このサービスは2つのカーシェア運営企業(「デリモビーリ」と「ユードライヴ」)が同時にスタートさせたが、そのシステムは一般的なカーシェアサービスとほぼ同様である。市内に多数のレンタルステーションが設置され、利用者は好きな場所でキックボードをレンタルし、好きな場所に返却することができる。この2つのサービス、どちらも同じように見えるが、異なる点もある。詳細を見てみよう。
カーシェア会社「デリモビーリ」による「デリサモカート」
「デリサモカート」の最大のメリットは料金の安さである。レンタル料は1時間わずか100ルーブル(およそ175円)、1日だと450ルーブル(およそ788円)。ちなみに1時間あればモスクワの中心部からサドーヴォエ環状道路まで行くことができる。

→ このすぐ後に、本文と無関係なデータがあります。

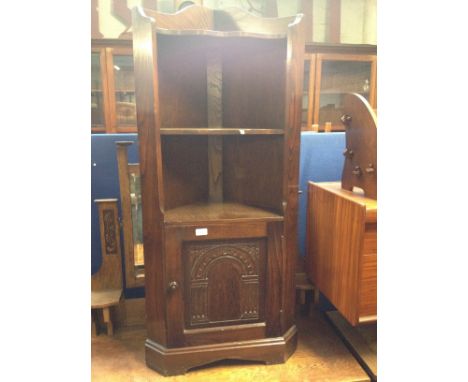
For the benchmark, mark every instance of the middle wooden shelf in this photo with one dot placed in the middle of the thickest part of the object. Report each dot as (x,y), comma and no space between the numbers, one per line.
(218,131)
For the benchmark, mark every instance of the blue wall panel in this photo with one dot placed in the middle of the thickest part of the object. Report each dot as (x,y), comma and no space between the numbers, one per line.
(321,160)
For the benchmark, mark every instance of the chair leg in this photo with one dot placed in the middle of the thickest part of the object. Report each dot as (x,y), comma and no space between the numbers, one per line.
(108,321)
(316,295)
(94,323)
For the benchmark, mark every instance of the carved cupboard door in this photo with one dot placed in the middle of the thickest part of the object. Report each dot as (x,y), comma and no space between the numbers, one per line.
(216,283)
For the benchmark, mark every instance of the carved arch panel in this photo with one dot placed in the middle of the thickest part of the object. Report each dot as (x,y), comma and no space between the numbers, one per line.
(224,282)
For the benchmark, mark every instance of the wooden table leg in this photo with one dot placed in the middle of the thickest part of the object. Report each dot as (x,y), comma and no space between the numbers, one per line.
(108,321)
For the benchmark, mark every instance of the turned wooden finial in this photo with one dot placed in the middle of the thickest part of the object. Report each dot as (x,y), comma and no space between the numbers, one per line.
(360,167)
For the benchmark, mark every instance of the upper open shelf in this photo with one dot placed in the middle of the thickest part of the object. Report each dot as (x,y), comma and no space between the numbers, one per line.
(211,212)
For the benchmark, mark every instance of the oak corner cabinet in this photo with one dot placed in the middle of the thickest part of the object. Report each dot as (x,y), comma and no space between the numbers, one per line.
(218,97)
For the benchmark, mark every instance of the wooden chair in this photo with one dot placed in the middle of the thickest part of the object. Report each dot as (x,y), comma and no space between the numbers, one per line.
(106,283)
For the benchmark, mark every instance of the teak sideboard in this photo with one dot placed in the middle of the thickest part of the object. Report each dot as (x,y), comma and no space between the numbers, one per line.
(218,96)
(342,249)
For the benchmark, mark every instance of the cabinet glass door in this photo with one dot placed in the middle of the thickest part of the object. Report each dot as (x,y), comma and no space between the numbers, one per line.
(308,92)
(124,89)
(336,77)
(97,97)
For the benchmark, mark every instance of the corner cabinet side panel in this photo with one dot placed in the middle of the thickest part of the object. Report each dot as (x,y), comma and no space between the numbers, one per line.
(293,116)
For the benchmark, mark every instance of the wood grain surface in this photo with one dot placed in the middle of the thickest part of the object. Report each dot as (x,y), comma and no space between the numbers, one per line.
(341,249)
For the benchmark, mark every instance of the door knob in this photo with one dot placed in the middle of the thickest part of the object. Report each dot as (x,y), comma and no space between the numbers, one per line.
(173,285)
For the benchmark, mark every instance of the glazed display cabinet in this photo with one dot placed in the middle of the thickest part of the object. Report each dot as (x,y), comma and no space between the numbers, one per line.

現在、モスクワ中心部の地下鉄駅の近く、また中心から少し離れた北西部、南西部にもステーションがある。ステーションの数は全部で25、キックボードの数は1,650台である。
一方、最大のデメリットは夜中はレンタルできない点である。ステーションは午前7時にオープンし、11時にはクローズする。ステーションは有人で、キックボードの引き渡しはステーションのスタッフによって行われ、キックボードの状態もチェックされる。
「デリサモカート」はスタートボタンを押すと少しずつスピードが上がり、最大速度は時速25キロ。折りたたみ式で車輪が大きい(つまりデコボコ道に強い)。しかしいずれにせよ深い水たまりには適していないので、雨の日の利用はお勧めしない。
登録の手順:
- まずサービス会社のアプリで登録を行い、申込書に記入する。申込書は会社のサイトまたはApp Storeでダウンロードできる。アカウントには電話番号が登録されているので、確認のショートメッセージが届く。
- その後、利用に関する同意書をダウンロードしてサインし、スキャンしたものをシステム上にアップロードする。
- パスポート情報を記入する。パスポート(写真のあるページ)と開いたパスポートを持ったセルフィを撮影し、アップロードする。スマホのスクリーン上に指でサインする。
- 24時間以内に登録内容と書類が確認される。
- 申込が完了すると、電子メールか電話に登録完了のお知らせが届く。
キックボードの借り方:
最初にアプリを使って予約する。アプリには利用可能なキックボードの数、それらが今あるステーションの場所などが表示される。その後、ステーションでアプリのQRコードを提示して、スタッフからキックボードを受け取る。
1日借りる場合は、ステーションで鍵と充電器を無料で借りることができる。
時間内にキックボードをステーションに返却できなかったときは?
こちらは重要な情報である。キックボードを返却すれば、5,000ルーブル(およそ8,750円)の罰金が課されるが、レンタル時間を丸1日延長してもらうことができる。しかし48時間以内に返却しなかった場合は3万ルーブル(およそ52,500円)の罰金となる。
カーシェア会社「ユードライヴ」による「ユードライヴ」
こちらは時間や日数計算ではなく、分刻みで料金が算出される。1分あたり5ルーブル(およそ9円)。つまり1時間利用すれば300ルーブル(およそ525円)になる。すべてのステーションは中心部(サドーヴォエ環状道路内)にあり、中心から離れた場所にはない。また雨天には利用できない。
その代わり、キックボードは無人でレンタルできるシステムとなっており、また24時間いつでも利用できる。最大速度は「デリサモカート」と同じで時速25キロだが、それ以外に2種類のスピード設定が可能である。バッテリーは20キロの走行が可能となっている。
登録の手順:
紙の書類は最小限。もしユードライヴのアカウントを持っている場合は何もしなくていい。請求書は共通である。もしアカウントがないという場合はアプリをダウンロードし、カーシェアサービスに登録する。会社の謳い文句を引用すれば、「パスポートと良心さえあれば良い」のである。承認手続きには2時間ほど。ただし大きなデメリットはデリサモカートと違い、英語表示はない。
キックボードの借り方:
最寄りのステーションに行き、QRコードをキックボードのハンドル部分に読み込ませて、アプリを使ってブルートゥースキーを開ける。
キックボードを一時的に駐めておきたい場合、内臓されているキーとアプリを使う。アカウントにアクセスできない何者かがキーを解除することはできない。
自分で充電することが可能。充電式電池が内蔵されている。
キックボードをステーションに返却し、レンタルサービスを終了するにはQRコードを読み込むだけである。